Sunday, March 07, 2010

Hatshepsut Temple

We drive towards Hatshepsut Temple, through baron and crumbling sandstone mountains, arriving at our destination at 11:00 A.M. The sun is blinding and the air hazy with dust and heat. Hatshepsut sits 3/4 mile away, an impressive three level temple, built into the mountains adjacent to the Valley of the Kings. The immense parking lot is situated 3/4 mile below the temple and dozens of tour busses are spitting out tourists. Achmed, our guide, gathers his charges together and herds us towards a line of waiting trolleys. We are trolled up the hill, deposited into another waiting area and eventually worm our way through a ticket kiosk and a security check point and into the temple grounds. I am having doubts about my decision to travel to Egypt with this group. Hatshepsut itself is impressive and I try to pay attention to our guide as he explains the history of this particular site. Interestingly enough, Hatshepsut reigned as King for 21 years, but was female.

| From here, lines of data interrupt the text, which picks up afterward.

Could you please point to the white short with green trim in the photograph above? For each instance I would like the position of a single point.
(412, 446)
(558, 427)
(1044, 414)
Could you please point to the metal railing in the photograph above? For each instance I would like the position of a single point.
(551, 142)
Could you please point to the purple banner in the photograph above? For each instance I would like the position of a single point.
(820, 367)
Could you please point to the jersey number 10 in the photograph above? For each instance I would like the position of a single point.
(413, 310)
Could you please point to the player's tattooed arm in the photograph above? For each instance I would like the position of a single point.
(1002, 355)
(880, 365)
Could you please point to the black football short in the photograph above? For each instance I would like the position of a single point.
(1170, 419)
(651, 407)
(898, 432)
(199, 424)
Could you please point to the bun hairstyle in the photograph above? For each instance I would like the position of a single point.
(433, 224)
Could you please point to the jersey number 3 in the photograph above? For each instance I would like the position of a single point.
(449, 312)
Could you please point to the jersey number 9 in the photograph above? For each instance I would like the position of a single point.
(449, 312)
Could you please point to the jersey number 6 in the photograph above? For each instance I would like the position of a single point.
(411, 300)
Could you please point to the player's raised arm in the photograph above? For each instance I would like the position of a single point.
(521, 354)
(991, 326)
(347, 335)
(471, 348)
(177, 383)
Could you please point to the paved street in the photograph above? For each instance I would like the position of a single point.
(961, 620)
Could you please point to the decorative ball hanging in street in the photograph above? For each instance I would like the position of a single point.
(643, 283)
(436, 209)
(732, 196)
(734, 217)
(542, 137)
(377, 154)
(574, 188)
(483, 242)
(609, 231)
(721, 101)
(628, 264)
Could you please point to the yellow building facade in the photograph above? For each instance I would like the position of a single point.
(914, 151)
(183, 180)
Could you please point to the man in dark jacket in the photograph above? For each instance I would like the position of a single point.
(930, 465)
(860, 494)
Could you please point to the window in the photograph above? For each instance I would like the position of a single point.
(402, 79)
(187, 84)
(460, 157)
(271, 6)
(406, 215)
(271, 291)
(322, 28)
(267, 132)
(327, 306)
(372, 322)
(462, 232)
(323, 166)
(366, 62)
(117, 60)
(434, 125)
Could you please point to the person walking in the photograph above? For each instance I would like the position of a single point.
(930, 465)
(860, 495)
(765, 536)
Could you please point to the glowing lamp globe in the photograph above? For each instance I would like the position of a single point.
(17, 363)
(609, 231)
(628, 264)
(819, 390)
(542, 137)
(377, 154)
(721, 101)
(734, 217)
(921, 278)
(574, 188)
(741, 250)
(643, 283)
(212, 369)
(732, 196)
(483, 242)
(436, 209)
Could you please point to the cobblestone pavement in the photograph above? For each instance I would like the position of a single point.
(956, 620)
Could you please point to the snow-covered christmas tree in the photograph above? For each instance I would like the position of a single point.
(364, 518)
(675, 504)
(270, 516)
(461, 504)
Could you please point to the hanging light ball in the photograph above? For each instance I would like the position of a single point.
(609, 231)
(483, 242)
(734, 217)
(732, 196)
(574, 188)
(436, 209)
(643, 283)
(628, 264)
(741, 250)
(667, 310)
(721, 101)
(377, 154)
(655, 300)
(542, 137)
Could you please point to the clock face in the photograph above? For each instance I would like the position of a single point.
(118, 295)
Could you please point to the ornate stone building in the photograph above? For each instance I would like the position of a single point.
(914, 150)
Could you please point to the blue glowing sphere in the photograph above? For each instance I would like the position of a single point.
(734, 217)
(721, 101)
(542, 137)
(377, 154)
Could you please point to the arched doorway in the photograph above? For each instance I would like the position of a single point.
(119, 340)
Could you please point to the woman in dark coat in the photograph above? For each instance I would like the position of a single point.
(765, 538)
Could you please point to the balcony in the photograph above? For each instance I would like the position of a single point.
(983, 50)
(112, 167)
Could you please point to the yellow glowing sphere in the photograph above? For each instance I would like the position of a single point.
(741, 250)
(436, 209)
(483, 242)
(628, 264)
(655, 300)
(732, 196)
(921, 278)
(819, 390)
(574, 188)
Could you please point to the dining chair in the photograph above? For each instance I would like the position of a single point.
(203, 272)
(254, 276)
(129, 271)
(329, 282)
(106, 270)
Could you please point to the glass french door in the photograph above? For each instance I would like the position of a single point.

At the time she took the throne, there was not a suitable male heir, and she dressed as a man, wore a beard and reigned strong for 21 years until turning power over to a nephew, who had come of age. The hieroglyphics and architecture is fascinating and I enjoy taking photos, but there are far too many tourists interfering with my compositions.

It is 1:00 P.M. before we are back on the bus, and begin our drive to the Valley of the Kings. Tutankhamum has just been returned to his tomb, after vacationing at the Cairo museum, where he was examined and it was determined that the young king had died of malaria. This site is not as crowded as the Hatshepsut Temple and I am anxious to see Tutankhamum tomb. It is a short hike up a dusty canyon to his tomb and our guide points to the ridge crest above. There is a formation that resembles a reclining pharaoh, hands crossed upon his chest. He tells us that the tomb site was chosen because of this formation, and I question him? I suggest that in 3500 years, erosion may have changed the topography. The adjoining gullies and washes are filled with crumbling sandstone boulders and although the image of a pharaoh can be imagined now, I doubt if this was the reason that the sight was chosen. So, Daddy...true or false? (My father has since answered my question. Apparently, 3500 years is nothing in geological time, making it quite possible that the reclining pharaoh was indeed discernible in the rocks some 3500 years ago.)

We descend into the tomb, and the chambers seem surprisingly small. The painting above the sarcophagus is a grid of 12 brightly painted baboons. The hieroglyphics and paintings are rich with gold paint and the famous sarcophagus, encrusted with lapis, enamel and gold, is entombed in a glass box. At the opposite side of the chamber, Tutankhamun, sleeps, under a cream cloth, his blackened mummified head and shrunken feet, protruding from the cloth. Remarkable.

Sixty two tombs have been discovered in the Valley of the Kings and we have just 30 minutes left at this location. Stephanie, Sandy and I hurry to visit the Tomb of Ramses VI. The corridor leading to the burial chamber and the vaulted ceiling of this large tomb are decorated with ornate hieroglyphics, symbolic accounts of the journey into the underworld. With a few minutes remaining we trudge up the dirt road to one more tomb, equally ornate and impressive with it's splendid hieroglyphics and paintings.

1 comment:

Parag said...

Egypt Hatshepsut's Temple is the mortuary temple of Queen Hatshepsut. Located on the West Bank in Luxor, this spectacular temple was built by Queen Hatshepsut's architect, Senenmut, in honour of the only woman ever to reign over Egypt as Pharaoh.